At the beginning of my junior year, perhaps in a stroke of fate, I had my largest panic attack—the world tipped and spun, faded in and out like a dream, and I was convinced I was going to die. No longer able to help myself, I had no choice but to ask my parents, and they became my champions; reaching out saved me, and I now affirm the essentiality of doing so in recovery from any form of pain. While the debilitating panic continued day and night for the next three months, my mother furiously searched for a new therapist suited for me. I soon met her—a woman specialized in Cognitive Behavioral Therapy (CBT), which is aimed at changing behavior and cognitive patterns to manage life with a mental disorder.
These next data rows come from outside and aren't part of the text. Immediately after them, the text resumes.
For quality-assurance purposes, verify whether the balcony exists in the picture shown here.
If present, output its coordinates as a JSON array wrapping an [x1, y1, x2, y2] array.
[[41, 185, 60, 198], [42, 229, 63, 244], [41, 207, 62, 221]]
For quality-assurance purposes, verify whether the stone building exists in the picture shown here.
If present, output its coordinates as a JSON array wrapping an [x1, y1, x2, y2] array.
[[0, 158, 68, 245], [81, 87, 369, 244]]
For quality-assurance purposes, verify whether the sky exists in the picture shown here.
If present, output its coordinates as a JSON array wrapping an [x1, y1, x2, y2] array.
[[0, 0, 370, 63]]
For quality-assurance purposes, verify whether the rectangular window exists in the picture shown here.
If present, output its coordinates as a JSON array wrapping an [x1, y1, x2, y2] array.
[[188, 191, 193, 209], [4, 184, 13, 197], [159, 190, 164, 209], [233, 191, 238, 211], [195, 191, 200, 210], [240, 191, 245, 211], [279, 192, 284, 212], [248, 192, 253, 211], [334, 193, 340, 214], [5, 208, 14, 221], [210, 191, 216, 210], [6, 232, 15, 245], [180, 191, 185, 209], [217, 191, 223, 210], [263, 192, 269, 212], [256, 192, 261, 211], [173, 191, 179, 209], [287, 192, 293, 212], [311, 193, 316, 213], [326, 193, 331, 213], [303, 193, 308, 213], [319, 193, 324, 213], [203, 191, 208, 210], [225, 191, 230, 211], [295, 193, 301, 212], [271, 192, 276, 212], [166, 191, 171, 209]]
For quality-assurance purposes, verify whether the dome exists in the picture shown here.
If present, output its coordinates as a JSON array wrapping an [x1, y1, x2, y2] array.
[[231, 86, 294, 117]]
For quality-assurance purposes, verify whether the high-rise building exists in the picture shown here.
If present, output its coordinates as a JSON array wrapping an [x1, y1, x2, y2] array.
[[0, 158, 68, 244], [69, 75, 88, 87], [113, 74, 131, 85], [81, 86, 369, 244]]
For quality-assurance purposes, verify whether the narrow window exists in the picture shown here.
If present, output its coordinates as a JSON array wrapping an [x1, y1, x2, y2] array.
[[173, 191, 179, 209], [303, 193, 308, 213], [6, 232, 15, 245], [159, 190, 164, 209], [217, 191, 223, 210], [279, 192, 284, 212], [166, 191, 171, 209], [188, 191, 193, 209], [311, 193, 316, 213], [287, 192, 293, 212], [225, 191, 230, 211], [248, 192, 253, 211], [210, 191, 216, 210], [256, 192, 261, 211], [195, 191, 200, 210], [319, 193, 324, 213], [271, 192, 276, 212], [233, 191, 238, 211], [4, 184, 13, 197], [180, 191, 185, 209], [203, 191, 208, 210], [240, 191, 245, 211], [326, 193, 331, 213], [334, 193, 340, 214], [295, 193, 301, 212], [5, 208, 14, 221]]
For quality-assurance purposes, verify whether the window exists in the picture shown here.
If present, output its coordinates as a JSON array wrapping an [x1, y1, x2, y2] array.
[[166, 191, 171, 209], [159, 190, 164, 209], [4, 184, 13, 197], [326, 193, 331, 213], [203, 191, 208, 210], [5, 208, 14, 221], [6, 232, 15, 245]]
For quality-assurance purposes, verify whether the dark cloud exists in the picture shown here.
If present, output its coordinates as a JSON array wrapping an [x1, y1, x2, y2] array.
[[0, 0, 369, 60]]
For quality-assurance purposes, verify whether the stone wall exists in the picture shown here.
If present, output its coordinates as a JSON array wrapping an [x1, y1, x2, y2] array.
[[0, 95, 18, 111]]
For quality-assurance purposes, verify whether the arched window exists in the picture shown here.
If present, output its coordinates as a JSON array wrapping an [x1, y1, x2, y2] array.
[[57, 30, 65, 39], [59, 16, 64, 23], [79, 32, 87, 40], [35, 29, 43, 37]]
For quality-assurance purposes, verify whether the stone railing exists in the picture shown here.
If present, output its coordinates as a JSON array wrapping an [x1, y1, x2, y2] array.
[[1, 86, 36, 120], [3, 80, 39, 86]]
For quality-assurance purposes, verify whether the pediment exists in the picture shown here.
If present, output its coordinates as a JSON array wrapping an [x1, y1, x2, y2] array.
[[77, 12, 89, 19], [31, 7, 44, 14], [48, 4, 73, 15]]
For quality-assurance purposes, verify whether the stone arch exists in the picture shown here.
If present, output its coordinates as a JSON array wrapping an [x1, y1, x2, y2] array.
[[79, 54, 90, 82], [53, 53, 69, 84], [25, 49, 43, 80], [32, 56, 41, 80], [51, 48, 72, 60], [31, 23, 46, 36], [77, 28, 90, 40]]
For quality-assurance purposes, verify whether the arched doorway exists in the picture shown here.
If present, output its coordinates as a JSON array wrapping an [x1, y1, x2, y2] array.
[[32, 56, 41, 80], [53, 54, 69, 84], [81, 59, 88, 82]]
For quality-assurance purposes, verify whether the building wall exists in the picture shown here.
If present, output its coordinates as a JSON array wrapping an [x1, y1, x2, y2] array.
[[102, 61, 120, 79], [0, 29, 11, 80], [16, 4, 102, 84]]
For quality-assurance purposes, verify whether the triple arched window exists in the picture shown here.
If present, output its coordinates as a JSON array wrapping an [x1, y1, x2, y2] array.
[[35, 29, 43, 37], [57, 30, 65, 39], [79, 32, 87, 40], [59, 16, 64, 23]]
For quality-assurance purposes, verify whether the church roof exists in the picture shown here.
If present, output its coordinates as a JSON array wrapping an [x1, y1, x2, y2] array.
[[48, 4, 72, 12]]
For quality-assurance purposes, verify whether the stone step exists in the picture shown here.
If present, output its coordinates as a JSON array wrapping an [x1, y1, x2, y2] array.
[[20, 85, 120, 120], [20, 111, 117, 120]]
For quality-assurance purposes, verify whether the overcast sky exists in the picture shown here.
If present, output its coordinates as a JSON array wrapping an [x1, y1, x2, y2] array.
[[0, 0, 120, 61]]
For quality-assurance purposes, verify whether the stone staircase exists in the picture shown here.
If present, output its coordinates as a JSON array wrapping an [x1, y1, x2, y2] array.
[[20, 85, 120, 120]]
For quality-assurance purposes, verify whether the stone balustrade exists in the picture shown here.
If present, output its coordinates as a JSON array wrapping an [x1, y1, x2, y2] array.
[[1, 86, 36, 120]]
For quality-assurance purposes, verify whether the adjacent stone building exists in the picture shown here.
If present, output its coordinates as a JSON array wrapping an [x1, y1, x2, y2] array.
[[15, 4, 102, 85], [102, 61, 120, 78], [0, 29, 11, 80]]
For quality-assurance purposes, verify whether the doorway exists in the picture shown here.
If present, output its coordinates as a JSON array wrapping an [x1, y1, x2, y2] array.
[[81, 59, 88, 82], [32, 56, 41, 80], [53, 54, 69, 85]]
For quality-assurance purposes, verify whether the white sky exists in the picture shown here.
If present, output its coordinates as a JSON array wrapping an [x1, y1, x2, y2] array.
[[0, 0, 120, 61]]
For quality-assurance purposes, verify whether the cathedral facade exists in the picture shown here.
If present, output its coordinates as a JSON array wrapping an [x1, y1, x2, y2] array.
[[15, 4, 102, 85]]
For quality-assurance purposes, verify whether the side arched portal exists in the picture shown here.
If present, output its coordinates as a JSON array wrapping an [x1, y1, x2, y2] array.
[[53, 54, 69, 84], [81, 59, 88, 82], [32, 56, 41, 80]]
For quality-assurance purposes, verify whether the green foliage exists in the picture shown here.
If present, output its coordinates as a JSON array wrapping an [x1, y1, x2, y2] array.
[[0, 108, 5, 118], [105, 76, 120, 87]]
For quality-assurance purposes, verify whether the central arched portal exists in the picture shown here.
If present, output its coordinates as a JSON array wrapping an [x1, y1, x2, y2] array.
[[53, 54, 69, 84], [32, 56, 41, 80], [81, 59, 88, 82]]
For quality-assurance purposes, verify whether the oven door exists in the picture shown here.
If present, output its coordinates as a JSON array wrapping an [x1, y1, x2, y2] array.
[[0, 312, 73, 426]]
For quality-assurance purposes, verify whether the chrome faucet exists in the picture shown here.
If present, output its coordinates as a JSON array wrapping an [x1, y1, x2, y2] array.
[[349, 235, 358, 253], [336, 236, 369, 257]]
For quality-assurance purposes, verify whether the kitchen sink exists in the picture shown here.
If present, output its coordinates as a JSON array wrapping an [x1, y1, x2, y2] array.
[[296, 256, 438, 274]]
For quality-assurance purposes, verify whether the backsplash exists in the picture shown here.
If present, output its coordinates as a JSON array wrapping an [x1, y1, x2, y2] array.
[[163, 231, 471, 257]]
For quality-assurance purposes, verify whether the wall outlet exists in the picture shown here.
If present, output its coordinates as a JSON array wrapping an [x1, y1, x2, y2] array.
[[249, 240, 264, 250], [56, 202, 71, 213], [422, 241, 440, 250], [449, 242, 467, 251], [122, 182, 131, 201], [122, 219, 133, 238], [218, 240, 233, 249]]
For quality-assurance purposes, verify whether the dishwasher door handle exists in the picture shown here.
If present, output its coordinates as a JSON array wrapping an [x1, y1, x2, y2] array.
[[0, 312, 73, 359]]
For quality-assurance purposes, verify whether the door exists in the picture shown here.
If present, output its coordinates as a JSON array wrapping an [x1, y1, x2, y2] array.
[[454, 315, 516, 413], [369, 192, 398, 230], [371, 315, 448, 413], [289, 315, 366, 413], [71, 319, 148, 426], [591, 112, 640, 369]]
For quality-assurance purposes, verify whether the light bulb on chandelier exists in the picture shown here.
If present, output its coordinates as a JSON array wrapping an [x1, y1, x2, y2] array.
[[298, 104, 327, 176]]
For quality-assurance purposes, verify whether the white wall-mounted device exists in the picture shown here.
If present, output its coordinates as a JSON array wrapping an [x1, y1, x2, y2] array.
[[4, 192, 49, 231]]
With much speculation, I began taking antidepressants, a routine that brought my panic down enough to make therapy useful. My world suddenly went from spinning, distant images to clear, in-touch realities.
I began to live.
CBT therapy focused on being present with my terrifying feelings and thoughts without trying to alter them. As difficult as this was, I experienced immediate relief. Going to class even though I was sure it would cause another panic attack, talking to my roommates about my day even though there was a possibility they may judge me, and choosing to not count to twelve in my head incessantly are some behaviors I performed that caused decreases in overall anxiety. I began to fight the faulty alarm system in my brain by simply choosing to do the opposite of what it told me. I was regaining my life back, not by running from the emotions or thoughts, but rather by sitting with them as if they were old friends.
I also began to talk. Talk and talk and talk. My mom never knew how emotional, dramatic, and funny I could be. My dad never knew we could have a real relationship. My sister never dreamed I would tell her about crushes and drama. Personally, I never thought I could feel so much and feel good about sharing it with others. The practice of allowing others into my experiences and listening openly to their lives, gave me newfound joy, empathy, belonging and fulfillment. I became infatuated with forming real connections with people, because I was finally truly present in my own life and the lives of those I cared about. I was emboldened by the open relationships I had created.
Although my mental health struggles stole moments and years from me, they have made me a person with an immense capacity for empathy, love, and life. Only because I have struggled and overcome am I fully alive; only because I have experienced pain and grown through it do I feel true joy; and only because I have felt the crushing discomfort of vulnerability do I experience real love and belonging. I still struggle most days with some amount of anxiety and OCD, but I now know it intimately and have the power to decide how it affects me. I choose to reach for support and connection, conquer my fears, and strive to fully experience all parts of life in full. Adventure, failure, anxiety, and love are all awaiting me, and I cannot wait to embrace them all.